So, I’d say Labor of Love was a smashing success for Steel
Rain Brewing! We took home gold in the
Strong Belgian Ale category with our Fiddler’s Green Farmhouse Ale! Both scorecards had great comments about the
beer, especially about how dry it ended up.
I’ll be using that Wyeast 3711 on all my saisons from now on! The only negative was one judge would have
liked to have seen better head retention.
Killer Junior didn’t score nearly as well, though, with both
judges commenting that it was watery and very astringent. Since it was very good the first time around,
I’ll go back and see what I might have done differently, and then try it again
a third time and try to get it right! It
was really good the first time, and still pretty good, I thought, this
time. Obviously the judges
disagreed. It happens!
We’ve got Operation Bravo coming up next, at Shannon Brewing
Company in Keller. I’m entering Canon de
12, a Belgian Dark Strong Ale (sometimes called a Belgian quad). It should be pretty much done fermenting by
now, and the yeast should be working hard cleaning up after themselves! I’ll probably try to keg it after we get home
from vacation. My plan is to naturally
carbonate a handful of bottles, then the rest in the keg. Belgians are almost always naturally
carbonated, so I’m going to stick with that.
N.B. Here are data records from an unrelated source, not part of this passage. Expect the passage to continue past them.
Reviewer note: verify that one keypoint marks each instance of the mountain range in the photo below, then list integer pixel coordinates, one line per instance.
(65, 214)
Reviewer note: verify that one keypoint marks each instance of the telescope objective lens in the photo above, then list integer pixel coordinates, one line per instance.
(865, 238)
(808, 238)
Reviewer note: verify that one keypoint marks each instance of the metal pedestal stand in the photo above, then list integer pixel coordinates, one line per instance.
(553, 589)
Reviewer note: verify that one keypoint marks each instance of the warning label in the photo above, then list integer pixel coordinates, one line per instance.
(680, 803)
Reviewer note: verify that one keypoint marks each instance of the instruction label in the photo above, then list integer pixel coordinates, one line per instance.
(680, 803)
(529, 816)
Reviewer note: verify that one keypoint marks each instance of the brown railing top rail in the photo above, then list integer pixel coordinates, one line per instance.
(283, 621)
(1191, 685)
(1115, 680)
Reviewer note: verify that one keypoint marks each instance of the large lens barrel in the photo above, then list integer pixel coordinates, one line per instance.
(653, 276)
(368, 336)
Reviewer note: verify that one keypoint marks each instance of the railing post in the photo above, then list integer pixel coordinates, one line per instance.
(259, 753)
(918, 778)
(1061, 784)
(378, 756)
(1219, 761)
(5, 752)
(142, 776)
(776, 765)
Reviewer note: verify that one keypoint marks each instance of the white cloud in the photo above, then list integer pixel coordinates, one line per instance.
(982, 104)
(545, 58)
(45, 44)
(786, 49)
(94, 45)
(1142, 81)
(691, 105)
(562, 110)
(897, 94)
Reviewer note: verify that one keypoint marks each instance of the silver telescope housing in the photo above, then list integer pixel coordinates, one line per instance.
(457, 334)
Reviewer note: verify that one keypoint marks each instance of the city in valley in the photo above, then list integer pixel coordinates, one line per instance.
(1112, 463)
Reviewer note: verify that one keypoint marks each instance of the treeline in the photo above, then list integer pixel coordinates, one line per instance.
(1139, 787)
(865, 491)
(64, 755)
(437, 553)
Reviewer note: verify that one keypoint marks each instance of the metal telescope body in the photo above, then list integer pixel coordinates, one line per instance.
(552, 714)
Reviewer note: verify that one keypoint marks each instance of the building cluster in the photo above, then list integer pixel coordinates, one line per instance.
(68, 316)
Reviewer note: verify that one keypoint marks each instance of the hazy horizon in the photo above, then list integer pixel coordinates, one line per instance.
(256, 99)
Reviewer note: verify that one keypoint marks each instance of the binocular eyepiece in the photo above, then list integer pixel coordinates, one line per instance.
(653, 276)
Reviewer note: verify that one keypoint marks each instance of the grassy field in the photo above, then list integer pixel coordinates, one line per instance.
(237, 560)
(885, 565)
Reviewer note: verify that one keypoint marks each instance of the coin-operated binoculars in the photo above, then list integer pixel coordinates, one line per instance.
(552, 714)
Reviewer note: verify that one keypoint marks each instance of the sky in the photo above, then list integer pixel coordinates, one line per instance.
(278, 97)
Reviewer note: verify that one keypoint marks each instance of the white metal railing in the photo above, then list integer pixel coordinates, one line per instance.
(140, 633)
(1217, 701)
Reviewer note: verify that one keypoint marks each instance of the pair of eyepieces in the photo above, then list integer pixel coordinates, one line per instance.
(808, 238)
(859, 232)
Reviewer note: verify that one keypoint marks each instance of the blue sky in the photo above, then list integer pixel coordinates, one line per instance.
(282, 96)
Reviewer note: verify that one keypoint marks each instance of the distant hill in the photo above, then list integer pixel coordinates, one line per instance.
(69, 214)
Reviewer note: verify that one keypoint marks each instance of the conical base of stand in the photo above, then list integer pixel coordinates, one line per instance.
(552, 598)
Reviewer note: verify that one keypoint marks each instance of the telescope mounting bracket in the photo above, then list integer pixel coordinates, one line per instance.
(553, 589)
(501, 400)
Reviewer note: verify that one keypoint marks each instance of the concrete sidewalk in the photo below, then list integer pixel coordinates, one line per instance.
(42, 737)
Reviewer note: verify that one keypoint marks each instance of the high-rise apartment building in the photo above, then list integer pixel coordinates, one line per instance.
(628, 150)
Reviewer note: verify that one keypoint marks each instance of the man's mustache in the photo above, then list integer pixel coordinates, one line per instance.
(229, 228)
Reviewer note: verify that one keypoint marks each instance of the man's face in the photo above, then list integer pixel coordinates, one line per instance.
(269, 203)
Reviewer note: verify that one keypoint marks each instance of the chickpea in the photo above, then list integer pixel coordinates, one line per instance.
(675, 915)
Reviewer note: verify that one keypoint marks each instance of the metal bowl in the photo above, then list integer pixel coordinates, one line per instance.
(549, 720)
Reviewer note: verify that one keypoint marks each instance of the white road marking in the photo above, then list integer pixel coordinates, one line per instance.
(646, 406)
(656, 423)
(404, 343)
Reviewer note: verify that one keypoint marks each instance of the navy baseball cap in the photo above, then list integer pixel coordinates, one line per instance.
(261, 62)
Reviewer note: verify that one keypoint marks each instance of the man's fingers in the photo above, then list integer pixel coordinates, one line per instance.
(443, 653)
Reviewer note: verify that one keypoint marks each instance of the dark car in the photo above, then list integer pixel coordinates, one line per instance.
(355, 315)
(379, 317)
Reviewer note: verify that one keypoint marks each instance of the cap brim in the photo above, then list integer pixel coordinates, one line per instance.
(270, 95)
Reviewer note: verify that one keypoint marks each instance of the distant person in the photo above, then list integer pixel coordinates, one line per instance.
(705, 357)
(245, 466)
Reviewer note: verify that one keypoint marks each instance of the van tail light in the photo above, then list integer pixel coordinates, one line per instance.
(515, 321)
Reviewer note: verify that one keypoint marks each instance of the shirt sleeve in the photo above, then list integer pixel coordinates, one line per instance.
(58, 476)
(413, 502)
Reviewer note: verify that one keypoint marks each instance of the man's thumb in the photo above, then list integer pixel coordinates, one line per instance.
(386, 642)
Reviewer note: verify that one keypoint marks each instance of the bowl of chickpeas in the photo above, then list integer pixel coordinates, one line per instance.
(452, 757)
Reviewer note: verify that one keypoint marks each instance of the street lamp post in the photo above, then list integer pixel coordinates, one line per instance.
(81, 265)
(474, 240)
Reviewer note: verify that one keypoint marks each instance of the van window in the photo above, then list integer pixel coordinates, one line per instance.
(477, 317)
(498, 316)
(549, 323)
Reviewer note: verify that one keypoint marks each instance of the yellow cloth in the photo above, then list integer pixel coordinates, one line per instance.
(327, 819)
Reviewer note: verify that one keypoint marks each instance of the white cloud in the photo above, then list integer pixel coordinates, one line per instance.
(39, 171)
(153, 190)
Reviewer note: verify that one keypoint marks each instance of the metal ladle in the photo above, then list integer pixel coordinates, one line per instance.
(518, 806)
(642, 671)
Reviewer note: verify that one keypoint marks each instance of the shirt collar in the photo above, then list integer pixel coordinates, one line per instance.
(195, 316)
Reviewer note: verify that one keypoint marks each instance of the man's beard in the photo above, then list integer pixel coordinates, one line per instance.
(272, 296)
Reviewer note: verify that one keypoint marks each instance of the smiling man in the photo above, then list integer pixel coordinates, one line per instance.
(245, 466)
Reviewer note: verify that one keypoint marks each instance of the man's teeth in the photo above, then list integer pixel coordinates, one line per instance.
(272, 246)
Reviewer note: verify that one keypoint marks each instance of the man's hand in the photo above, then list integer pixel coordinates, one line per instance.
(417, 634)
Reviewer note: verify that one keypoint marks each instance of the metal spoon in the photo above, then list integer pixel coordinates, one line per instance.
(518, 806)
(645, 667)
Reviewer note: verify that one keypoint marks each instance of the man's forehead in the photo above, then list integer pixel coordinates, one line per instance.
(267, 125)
Not sure if I’m going to repitch yeast at kegging time or not yet. That’s sitting in the pantry working away at
around 78F. There’s a new beer
fermenting in the chest freezer now.
The blonde ale I’m doing for the baby show for my brother
and his wife is all brewed and should also be ready for the keg when we get
back from vacation. I missed my OG by a
bit, I was under again. I’ve missed my
target a few times in a row now; I’m not getting the efficiencies that I had been. I might start trying a
double-crush on the grains and see if that helps. I really don’t care what the number is, as
long as I can stay consistent, I can make up for lower efficiency with more
grain.
Anyway, that’s it for now.
In case anyone reading wants to try their hand at making their own great
saison, here’s the recipe I used for the gold medal winner!
11lbs
Dingemanns Pilsner
Mash at 151F
for 90 minutes
90 minute
boil
1oz Cascade
@ 60
1oz Cascade
@ 15
1oz Cascade
@ 5
1oz Cascade
dry-hopped for last 5 days of fermentation
Wyeast 3711
starter
Pitched at
65F and kept it there for 3 days or so, then let it free rise to 76 and kept it
there for another 10 days or so. After
that, it went into the house and sat in the pantry at ~78F ambient for another
week before going into the keg. Carbed
cold in the keg (warm in bottles) to 2.8 volumes of CO2.